Ahead, in a clearing, a cluster of boys in what looked like the tattered remnants of private school uniforms were huddled around a fire. One of them, a heavyset boy with taped-together glasses, was holding a conch shell high above his head and shouting.
‘The conch I respect! It is rule within the conch!’
The other children began to call over him, their sentences similarly garbled and impossible to understand. Sam paled. Clearly he had stumbled into The Lord of the Flies (its original title — who knew what monstrosity it had become by now?), but the nonsense being spouted was certainly not the original dialogue written by Golding. Bad Grammar had already been here! And judging by the sharp smell of burnt prepositions and scorched subjunctives on the air, she had been here recently, too. Where could she have gone? Sam surveyed the trees opposite, one palm flat up against a trunk and the other holding back tangled greenery.

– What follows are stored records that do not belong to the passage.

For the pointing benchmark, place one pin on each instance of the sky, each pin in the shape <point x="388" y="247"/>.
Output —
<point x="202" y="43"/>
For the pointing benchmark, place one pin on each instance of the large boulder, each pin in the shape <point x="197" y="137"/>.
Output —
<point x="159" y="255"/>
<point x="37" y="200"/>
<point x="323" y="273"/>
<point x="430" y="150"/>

On the far side of the clearing, something stirred. A section of leaves hung, quivering, as if they had been dropped back into place in a hurry. There was a faint shimmer in the air, the barest hint of disturbed word order. Sam narrowed his eyes, alert, absent-mindedly tugging up one of his long striped socks that had slipped, but there was nothing… there! A flash of darkness amidst the jungle’s riot of color, a shaking centered too high above the ground to be Golding’s giant boar charging in to startle the boys. Heart beating fast, Sam flung himself forward into the clearing, vaulting over the campfire as he cannoned through the cluster of boys too busy fighting now to pay him any attention. As he plunged head-first into the greenery, leaves and twigs and spiky tropical flowers clutching at his swept-back hair, he scrabbled at the bracer on his left wrist, prying free the trusty fountain pen holstered there. He could see his quarry ahead of him, a dark shape darting through the trees, and he raced off in pursuit.

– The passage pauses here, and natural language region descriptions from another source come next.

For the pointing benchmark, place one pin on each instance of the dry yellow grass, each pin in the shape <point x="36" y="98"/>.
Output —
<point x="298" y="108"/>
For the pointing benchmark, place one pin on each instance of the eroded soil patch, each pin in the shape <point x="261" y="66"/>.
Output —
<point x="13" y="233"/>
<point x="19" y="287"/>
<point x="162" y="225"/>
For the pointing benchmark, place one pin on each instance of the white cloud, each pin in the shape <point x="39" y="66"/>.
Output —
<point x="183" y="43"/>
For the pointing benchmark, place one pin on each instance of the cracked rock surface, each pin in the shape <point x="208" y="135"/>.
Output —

This part of the jungle was much denser than the sparse, stunted treescape he’d been navigating before, and Syntax Sam found he had to focus to avoid a disastrous collision with the undergrowth as he dodged and weaved his way through the trees. Fortunately, Bad Grammar’s corrupting presence was affecting the jungle around her, so that even when he misjudged a jink or failed to duck he was able to extricate himself quickly from confused flora that was wavering as its text lost cohesion. Sam wondered if Bad Grammar would appreciate the irony of the situation, but concluded that she probably wouldn’t — so much of humor depended upon flawless formulation and delivery, two things which Bad Grammar was not particularly good at.

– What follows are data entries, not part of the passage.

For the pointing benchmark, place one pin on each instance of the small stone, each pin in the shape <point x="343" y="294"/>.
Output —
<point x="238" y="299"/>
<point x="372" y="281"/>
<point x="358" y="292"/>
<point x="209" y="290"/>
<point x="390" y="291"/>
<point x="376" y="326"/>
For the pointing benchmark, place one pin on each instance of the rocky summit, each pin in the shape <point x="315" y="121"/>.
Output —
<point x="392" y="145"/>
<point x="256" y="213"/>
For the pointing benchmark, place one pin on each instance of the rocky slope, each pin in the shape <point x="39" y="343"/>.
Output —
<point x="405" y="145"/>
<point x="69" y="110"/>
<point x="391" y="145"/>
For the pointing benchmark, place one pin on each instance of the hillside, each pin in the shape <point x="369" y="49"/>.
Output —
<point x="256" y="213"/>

Despite the occasional stumble, Sam could tell he was catching up. The infrequent glimpses he’d had of his prey as he ran were becoming steadily more common, and the text’s integrity had sunk to the point where trees tilted at wonky angles, their kerning badly interrupted, while other parts of the jungle were entirely missing or transformed into jumbled gloopy messes as their descriptions decayed into gibberish. Bad Grammar must have realized that escape was impossible because only a few minutes later she stopped so suddenly that Sam nearly ran right into her. He looked up just in time and skidded to a halt in an odd-looking clearing filled with half-melted trees that didn’t look like it should have been there at all — no doubt another victim of Bad Grammar’s influence.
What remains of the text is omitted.